La pratica della storia vivente
Il Servizio Cittadinanza delle Donne e Culture delle differenze del Comune di Venezia in collaborazione con il Centro Culturale Candiani di Mestre e Le Vicine di casa, organizza:
La pratica della storia vivente
venerdì 26 settembre 2014 ore 17.00
Mestre - Centro Culturale Candiani
Un incontro pubblico con Marirì Martinengo, Laura Minguzzi, Marina Santini, Luciana Tavernini della Comunità di Storia Vivente di Milano, autrici con Maria-Milagros Rivera Garretas del numero monografico della rivista DWF “La pratica della storia vivente” (Trimestrale 2012, N.3Luglio-Settembre) che sarà punto di riferimento della riflessione in contesto.
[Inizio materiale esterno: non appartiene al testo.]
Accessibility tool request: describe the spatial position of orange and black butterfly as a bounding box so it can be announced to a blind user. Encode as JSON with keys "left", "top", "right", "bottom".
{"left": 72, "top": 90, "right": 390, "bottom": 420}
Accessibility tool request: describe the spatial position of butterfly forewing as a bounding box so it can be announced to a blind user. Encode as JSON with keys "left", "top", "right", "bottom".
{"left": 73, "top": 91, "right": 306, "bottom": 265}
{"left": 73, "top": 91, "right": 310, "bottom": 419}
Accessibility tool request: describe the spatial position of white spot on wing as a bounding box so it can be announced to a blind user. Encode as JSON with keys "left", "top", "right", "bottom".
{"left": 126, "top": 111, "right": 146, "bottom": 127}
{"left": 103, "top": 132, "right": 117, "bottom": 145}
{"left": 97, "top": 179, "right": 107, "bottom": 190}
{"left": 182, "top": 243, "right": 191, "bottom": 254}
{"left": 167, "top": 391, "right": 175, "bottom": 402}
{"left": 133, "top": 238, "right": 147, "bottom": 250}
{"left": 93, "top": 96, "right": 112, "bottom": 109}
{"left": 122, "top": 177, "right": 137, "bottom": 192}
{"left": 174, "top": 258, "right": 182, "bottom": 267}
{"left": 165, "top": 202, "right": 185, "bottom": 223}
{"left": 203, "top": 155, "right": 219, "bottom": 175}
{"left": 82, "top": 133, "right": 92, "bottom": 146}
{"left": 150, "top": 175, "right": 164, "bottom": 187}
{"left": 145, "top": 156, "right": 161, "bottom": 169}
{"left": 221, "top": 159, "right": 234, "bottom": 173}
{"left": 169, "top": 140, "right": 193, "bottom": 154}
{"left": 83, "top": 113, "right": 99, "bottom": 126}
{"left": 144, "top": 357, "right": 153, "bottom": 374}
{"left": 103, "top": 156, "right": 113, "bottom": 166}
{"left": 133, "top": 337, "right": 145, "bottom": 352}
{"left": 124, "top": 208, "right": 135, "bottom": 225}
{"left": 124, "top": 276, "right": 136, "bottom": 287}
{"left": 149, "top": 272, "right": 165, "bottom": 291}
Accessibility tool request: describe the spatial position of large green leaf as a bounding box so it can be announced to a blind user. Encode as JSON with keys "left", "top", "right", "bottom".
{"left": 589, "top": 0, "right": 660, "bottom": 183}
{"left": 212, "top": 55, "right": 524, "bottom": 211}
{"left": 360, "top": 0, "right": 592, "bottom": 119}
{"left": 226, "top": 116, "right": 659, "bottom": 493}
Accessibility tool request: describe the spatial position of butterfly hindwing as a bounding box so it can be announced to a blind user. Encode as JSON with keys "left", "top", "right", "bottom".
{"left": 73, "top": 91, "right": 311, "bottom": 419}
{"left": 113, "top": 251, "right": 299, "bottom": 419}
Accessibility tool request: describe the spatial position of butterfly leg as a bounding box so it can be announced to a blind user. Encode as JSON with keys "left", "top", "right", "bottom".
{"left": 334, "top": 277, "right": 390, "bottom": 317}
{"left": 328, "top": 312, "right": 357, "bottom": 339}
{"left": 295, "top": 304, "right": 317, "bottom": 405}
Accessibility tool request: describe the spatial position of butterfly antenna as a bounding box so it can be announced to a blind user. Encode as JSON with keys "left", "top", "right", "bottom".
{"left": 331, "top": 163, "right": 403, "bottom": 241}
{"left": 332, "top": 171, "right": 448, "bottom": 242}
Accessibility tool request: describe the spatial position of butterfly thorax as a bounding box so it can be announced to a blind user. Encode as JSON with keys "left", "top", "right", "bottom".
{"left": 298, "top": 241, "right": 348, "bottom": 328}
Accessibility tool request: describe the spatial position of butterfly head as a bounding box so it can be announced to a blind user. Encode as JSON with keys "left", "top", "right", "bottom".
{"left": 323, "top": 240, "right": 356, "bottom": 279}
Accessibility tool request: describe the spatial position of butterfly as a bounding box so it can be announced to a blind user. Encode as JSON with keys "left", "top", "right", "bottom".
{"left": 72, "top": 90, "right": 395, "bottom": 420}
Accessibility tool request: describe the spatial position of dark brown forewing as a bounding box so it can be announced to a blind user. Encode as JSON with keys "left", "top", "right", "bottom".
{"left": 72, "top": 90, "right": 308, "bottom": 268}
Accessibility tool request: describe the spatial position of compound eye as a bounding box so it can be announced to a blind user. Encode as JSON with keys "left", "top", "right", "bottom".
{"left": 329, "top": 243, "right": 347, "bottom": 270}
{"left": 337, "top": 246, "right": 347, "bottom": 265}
Introduce l’incontro Tiziana Plebani della Società Italiana delle Storiche (SIS) e responsabile dell'Ufficio Storico-Didattico della Biblioteca Nazionale Marciana.
A partire dall’affermazione di Marirì Martinengo - “C’è una storia vivente annidata in ciascuna/ciascuno di noi” - nasce nel 2006 una modalità originale e innovativa di fare storia, una scrittura femminile della storia che, in conflitto con la pretesa oggettività del racconto storico, ne svela i presupposti ideologici e assume l’esperienza soggettiva, i ricordi personali, i racconti, i luoghi degli avvenimenti, insieme a foto, lettere, oggetti di uso quotidiano, come vere e proprie “fonti”. Tale scrittura cerca di mettere in luce i nodi irrisolti del passato, aprendolo a nuova vita e, per raccontare l’esperienza vissuta, utilizza come strumenti di lavoro l’autocoscienza del femminismo delle origini, la pietà, l’empatia, l’immaginazione.
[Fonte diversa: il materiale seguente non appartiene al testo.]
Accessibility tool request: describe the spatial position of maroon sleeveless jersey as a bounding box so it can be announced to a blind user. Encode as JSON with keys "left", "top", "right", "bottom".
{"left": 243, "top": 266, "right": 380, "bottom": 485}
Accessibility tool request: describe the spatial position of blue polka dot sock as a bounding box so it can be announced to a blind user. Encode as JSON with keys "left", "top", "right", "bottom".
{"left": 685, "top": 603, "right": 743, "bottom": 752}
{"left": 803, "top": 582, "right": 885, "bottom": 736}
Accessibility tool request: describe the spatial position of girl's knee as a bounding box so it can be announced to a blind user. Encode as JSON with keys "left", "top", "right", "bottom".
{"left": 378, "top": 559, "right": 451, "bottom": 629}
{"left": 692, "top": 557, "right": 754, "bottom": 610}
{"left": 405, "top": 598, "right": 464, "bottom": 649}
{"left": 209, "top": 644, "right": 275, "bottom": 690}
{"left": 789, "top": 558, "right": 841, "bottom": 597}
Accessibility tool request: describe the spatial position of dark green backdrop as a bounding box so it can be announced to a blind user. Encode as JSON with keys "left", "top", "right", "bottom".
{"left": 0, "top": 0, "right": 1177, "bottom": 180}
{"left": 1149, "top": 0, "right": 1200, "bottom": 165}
Consapevoli che non tutto della storia si può raccontare, non tutto è spiegabile, che c’è un vuoto nella storia che non va colmato, ma accettato, interrogato, le donne della Comunità di Storia vivente si sono poste il problema delle condizioni di una libera lettura del passato che sappia portare il racconto storico a un livello tale da renderlo valido per tutte e tutti.
Come accompagnare il passato, in particolare quello delle donne, fuori dagli equivoci culturali, dalle interpretazioni preconfezionate e riduttive? Quale il nesso tra autobiografia e storia collettiva, tra vivere in prima persona gli avvenimenti e riferirli in modo tale che altre e altri possano riconoscervi parte della propria storia? Come può la politica delle donne restituire spessore e senso imprevisto al racconto del passato?
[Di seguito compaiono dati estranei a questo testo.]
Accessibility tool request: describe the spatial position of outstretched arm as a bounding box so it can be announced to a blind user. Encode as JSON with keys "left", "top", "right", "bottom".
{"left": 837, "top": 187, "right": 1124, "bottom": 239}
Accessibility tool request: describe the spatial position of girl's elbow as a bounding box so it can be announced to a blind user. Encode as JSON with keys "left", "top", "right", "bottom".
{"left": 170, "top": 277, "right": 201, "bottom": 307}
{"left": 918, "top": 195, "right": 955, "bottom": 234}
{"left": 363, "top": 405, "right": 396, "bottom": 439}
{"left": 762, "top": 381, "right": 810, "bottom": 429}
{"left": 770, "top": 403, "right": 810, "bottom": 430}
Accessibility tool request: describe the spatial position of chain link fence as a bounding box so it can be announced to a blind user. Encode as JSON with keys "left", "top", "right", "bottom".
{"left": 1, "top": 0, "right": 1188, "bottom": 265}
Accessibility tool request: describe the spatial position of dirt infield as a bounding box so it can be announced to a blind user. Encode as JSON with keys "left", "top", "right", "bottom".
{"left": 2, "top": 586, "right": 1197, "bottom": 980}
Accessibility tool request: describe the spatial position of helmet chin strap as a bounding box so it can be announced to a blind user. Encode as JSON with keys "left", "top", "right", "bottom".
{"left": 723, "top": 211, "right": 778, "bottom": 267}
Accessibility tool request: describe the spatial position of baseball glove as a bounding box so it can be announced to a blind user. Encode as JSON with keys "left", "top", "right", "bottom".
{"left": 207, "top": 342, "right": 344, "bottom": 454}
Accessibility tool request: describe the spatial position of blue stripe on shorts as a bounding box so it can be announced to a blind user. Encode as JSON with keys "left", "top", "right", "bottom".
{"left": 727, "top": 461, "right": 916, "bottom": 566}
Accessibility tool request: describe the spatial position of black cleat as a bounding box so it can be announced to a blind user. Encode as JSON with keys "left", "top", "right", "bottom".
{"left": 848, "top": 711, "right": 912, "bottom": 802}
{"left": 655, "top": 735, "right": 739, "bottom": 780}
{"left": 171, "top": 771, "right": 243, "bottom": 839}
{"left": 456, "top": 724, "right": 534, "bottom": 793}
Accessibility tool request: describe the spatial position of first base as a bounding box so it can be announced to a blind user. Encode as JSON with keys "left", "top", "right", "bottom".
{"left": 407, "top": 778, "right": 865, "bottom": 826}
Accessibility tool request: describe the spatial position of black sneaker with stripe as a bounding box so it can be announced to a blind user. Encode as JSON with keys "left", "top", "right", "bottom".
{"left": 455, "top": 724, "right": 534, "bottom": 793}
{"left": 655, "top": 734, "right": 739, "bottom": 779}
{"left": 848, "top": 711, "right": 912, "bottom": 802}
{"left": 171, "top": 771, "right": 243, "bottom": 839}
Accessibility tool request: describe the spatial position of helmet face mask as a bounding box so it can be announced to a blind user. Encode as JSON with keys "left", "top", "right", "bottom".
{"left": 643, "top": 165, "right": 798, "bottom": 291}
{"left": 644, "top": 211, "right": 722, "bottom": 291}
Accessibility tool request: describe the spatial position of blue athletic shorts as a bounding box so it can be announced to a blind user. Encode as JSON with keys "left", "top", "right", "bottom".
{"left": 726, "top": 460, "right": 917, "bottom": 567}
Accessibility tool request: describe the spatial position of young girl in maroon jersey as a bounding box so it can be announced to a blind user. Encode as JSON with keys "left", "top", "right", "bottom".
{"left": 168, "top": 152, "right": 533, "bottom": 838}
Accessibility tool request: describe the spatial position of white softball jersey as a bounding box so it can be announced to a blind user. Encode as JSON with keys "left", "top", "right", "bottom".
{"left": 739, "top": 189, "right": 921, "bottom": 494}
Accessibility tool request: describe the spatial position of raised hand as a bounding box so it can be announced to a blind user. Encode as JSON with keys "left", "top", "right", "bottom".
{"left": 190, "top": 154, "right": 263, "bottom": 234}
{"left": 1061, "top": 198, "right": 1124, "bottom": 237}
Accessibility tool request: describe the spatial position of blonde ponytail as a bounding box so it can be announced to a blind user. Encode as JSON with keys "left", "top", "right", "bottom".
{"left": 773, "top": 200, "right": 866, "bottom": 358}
La “pratica” della storia vivente, che non va confusa con la semplice autobiografia né con la storia orale, mostra che il passato non è irreversibile: si può tornare indietro nel tempo per raccogliere ciò che era stato dimenticato; si può restituire giustizia, dando nome, visibilità, rimettendo in gioco nel presente ciò che era stato perduto o fatto dimenticare a forza. Tale pratica consiste nell’impegnarsi a non gettare via pezzi significatividella propria storia, superando il bisogno di rivincita o di risarcimento nei confronti delle ingiustizie subite o delle mancate testimonianze. Fare storia significa accettare di scendere nelle “viscere del proprio tempo”, nelle zone “infernali” del passato, riportando alla luce conflitti da dipanare, antiche ferite da curare. Il racconto inizialmente è singolare, poi diventa a più voci. Si tratta di concepire la storia come fonte di forza soggettiva, non affresco “oggettivo” né ricostruzione “plausibile” dei fatti accaduti e di capire che presente e passato non sono separati rigidamente, i guadagni di libertà del passato, infatti, possono essere rimessi in circolo nella vita attuale e, viceversa, alla luce della libertà di cui si dispone al presente, si possono rileggere gli avvenimenti del passato, scoprendovi un senso imprevisto.
Storia vivente è soprattutto legata alla vita realmente vissuta da chi fa ricerca storica: questa è la storia più misconosciuta e più appassionante, la più importante. Una narrazione che, rafforzando la soggettività, dà autorità e credito alla parola pubblica femminile. Un “fare pulizia” di cui si sente l’urgenza e la necessità in questo tempo di crisi della democrazia per prefigurare una comunità di soggettività libere.